From the end of the 90s Pavel Sheremet’s journalistic activity was more and more closely connected with Moscow. He became a special correspondent for the TV channel ORT, then director of current affairs and presenter for Vremya [Rn Time, news programme].

Two weeks before the 2000 presidential election, which resulted in victory for Vladimir Putin, Sheremet left Vremya and, in his own words, “spent a long time trying to wash myself clean of the shame” – the ORT news programmes offered virtually open support for Putin’s candidature. In the spring of 2000, Sheremet starting producing documentaries for ORT.
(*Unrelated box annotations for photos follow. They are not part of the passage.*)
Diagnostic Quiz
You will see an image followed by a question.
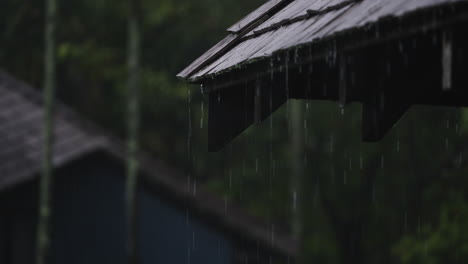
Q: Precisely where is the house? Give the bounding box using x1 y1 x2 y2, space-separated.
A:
178 0 468 151
0 71 296 264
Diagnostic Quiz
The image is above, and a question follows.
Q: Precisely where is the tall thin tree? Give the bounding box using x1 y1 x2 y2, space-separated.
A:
126 0 141 264
290 100 305 263
36 0 57 264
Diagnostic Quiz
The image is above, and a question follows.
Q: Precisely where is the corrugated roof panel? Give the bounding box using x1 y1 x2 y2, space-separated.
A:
184 0 467 79
248 0 346 35
228 0 291 33
177 34 236 78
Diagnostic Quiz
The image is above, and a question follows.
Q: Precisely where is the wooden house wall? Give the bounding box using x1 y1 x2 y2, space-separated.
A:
0 155 233 264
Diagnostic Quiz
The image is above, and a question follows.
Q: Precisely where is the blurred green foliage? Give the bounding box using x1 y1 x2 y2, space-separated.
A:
0 0 468 263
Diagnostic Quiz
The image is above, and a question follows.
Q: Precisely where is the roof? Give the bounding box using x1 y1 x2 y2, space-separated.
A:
0 70 296 259
178 0 467 82
178 0 468 151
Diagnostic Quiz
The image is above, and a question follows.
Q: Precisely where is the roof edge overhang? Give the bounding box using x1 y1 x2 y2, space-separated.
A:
184 2 468 87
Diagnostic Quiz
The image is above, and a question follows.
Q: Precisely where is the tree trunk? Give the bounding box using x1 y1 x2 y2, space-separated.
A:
36 0 57 264
290 100 305 263
126 0 141 264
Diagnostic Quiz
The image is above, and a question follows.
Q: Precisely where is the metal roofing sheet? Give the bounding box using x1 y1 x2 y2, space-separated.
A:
182 0 467 80
228 0 291 33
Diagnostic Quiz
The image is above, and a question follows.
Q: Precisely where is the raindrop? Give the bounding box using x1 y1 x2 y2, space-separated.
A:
200 101 205 128
458 152 463 167
442 33 452 91
372 184 375 203
294 48 299 64
193 180 197 196
404 211 408 232
293 190 297 212
271 224 275 244
192 231 195 251
224 196 227 214
255 158 258 173
418 216 421 234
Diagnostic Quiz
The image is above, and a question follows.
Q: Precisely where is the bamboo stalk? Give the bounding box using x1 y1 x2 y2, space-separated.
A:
126 0 141 264
36 0 57 264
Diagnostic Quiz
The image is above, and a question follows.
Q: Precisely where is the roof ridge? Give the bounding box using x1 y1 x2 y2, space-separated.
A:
245 0 362 41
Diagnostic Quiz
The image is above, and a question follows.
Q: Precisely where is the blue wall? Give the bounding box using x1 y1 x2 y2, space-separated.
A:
0 155 233 264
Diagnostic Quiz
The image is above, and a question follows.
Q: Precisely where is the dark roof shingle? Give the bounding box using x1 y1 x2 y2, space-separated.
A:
178 0 467 82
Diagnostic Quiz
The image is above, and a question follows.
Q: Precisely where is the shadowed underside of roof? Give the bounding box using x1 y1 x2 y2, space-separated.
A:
178 0 467 82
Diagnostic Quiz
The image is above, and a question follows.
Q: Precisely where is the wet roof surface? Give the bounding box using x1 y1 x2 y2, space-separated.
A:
178 0 467 81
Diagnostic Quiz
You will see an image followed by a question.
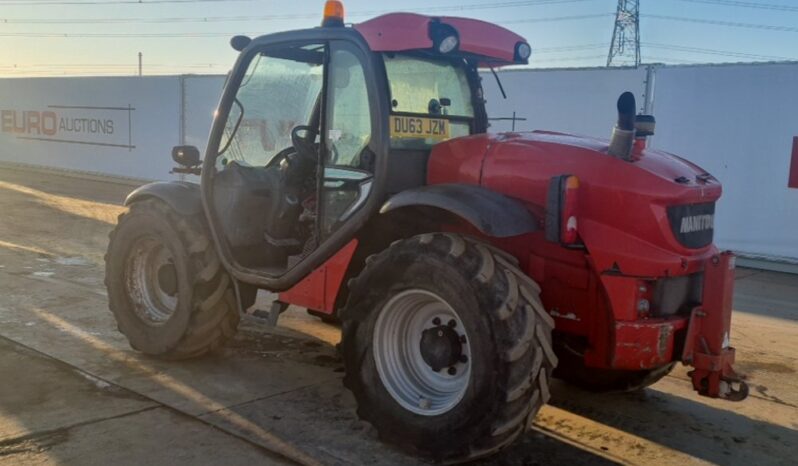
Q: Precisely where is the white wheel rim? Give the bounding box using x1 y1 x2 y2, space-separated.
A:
372 289 471 416
125 237 177 326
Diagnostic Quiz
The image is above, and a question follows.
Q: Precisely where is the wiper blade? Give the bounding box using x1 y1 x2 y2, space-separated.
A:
490 66 507 100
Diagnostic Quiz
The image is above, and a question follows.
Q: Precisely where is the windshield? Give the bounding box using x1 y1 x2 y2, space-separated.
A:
383 54 474 148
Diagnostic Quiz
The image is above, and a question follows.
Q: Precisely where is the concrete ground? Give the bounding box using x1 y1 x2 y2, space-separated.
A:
0 168 798 466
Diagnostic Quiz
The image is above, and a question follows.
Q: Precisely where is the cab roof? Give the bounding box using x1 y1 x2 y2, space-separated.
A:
353 13 528 66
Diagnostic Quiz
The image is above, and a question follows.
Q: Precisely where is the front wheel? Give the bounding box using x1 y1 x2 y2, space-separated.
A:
341 233 557 462
105 199 239 359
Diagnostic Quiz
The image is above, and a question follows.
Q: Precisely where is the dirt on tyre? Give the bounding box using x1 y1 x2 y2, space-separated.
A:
341 233 557 462
105 199 239 359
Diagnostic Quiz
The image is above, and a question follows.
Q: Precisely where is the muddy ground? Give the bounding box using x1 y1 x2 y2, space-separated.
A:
0 168 798 466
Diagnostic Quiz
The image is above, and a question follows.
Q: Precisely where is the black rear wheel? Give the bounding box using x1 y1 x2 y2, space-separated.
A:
341 233 557 462
105 199 239 359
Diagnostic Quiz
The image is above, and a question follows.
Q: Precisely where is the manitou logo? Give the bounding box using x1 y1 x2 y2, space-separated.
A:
679 214 715 233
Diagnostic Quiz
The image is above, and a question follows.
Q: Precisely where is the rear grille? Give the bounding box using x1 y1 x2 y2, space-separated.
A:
651 272 704 317
668 202 715 249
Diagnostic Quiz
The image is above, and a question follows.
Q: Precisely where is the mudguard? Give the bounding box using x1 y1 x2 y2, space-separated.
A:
125 181 202 216
380 183 539 238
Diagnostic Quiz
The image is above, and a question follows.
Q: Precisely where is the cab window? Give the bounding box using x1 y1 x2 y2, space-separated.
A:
220 45 324 167
383 54 474 149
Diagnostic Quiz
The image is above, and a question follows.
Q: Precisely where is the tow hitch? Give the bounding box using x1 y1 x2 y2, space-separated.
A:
682 251 748 401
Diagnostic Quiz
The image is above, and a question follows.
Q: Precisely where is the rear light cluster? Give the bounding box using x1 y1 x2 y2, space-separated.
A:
546 175 580 246
635 280 653 317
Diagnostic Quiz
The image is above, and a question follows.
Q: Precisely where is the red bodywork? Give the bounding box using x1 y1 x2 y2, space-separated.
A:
280 14 747 399
354 13 526 66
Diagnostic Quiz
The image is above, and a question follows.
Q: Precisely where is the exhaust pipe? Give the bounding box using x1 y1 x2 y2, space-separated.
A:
607 92 636 161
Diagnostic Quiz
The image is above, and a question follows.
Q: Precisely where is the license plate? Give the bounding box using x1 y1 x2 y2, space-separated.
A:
391 115 449 141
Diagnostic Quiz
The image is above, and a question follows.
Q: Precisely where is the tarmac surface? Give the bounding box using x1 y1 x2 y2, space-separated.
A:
0 168 798 466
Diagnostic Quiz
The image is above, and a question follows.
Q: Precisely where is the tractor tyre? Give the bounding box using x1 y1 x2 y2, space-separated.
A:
105 199 239 359
341 233 557 462
554 347 676 393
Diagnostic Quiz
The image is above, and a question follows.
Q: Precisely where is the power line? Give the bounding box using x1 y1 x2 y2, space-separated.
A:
680 0 798 12
640 15 798 32
0 0 264 6
0 0 595 24
643 42 796 61
607 0 640 67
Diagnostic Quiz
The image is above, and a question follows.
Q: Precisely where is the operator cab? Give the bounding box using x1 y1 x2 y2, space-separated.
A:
197 1 528 287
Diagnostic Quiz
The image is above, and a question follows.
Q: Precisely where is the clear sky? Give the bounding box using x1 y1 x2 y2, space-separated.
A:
0 0 798 77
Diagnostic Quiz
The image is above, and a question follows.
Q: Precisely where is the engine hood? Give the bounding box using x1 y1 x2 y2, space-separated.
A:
427 131 721 275
428 131 721 204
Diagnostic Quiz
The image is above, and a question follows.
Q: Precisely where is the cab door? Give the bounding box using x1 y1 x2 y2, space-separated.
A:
319 41 375 239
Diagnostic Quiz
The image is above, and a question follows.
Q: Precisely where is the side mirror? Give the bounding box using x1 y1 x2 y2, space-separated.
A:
172 146 201 167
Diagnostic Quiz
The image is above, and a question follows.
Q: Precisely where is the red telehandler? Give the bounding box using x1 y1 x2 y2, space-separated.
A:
106 1 747 462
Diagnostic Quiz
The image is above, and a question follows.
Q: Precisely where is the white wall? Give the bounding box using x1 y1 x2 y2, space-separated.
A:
0 64 798 261
0 77 179 179
654 64 798 259
482 64 798 261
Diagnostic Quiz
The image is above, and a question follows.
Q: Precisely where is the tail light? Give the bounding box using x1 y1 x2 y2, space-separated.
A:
546 175 579 245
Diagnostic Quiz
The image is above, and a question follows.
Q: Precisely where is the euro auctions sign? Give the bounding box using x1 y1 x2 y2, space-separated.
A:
0 105 136 150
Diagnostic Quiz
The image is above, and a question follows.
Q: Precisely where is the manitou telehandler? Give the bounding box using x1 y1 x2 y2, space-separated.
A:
106 1 747 462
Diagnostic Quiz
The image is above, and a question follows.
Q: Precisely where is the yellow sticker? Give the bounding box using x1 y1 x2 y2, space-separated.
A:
391 115 450 141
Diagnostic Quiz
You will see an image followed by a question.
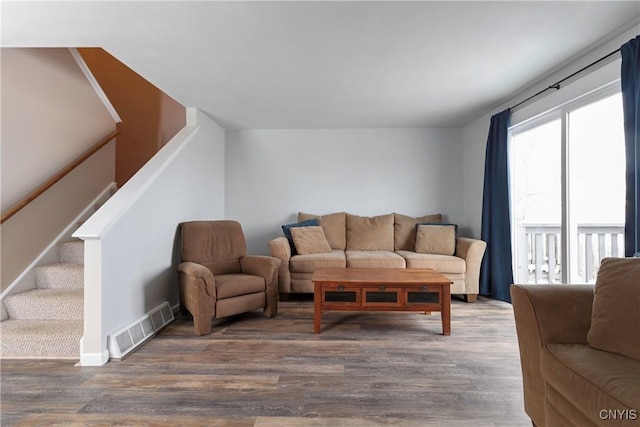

His best-known films include Yegor Gaidar – the cursed days about one of the chief reformers at the beginning of the 90s; Nemtsov – conclusions, a film made for the 50th birthday of the politician Boris Nemtsov; and a film about the disappearance in Belarus of people out of favour with the Lukashenka regime. Svetlana Kalinkina and he co-authored a book called President by chance about the Belarusian dictator who had come to power in 2004.

Throughout the time he worked in Russia, Sheremet continued to the best of his ability to take part in events in Belarus.  In 2005, he founded the site Belarusian partisan which soon became one of the most popular independent media outlets in Belarus. He also went back to Belarus to take part in various protests. In 2010 the government there announced that Sheremet was to lose his citizenship – apparently because he was a Russian citizen, although Belarusian law does not forbid dual citizenship.

In 2014 his sympathies for Euromaidan drove Pavel Sheremet to leave Russian television. In his words, “recent times in Russia have seen the hounding of journalists whose accounts of what is going on in Ukraine and the Russo-Ukrainian war are not to the liking of the Kremlin propaganda machine.”

In Ukraine Sheremet worked with Ukrainska Pravda, Gromadske TV and the radio station Vesti.

In 2015, he gave an interview to Open Russia. Once more he spoke about his home country, which had been living under a dictatorship for more than 20 years.

Pavel Sheremet is fully entitled to be regarded as a Russian-Belarusian-Ukrainian journalist. He worked fearlessly for the good of these countries and left a bit of his heart in each of them.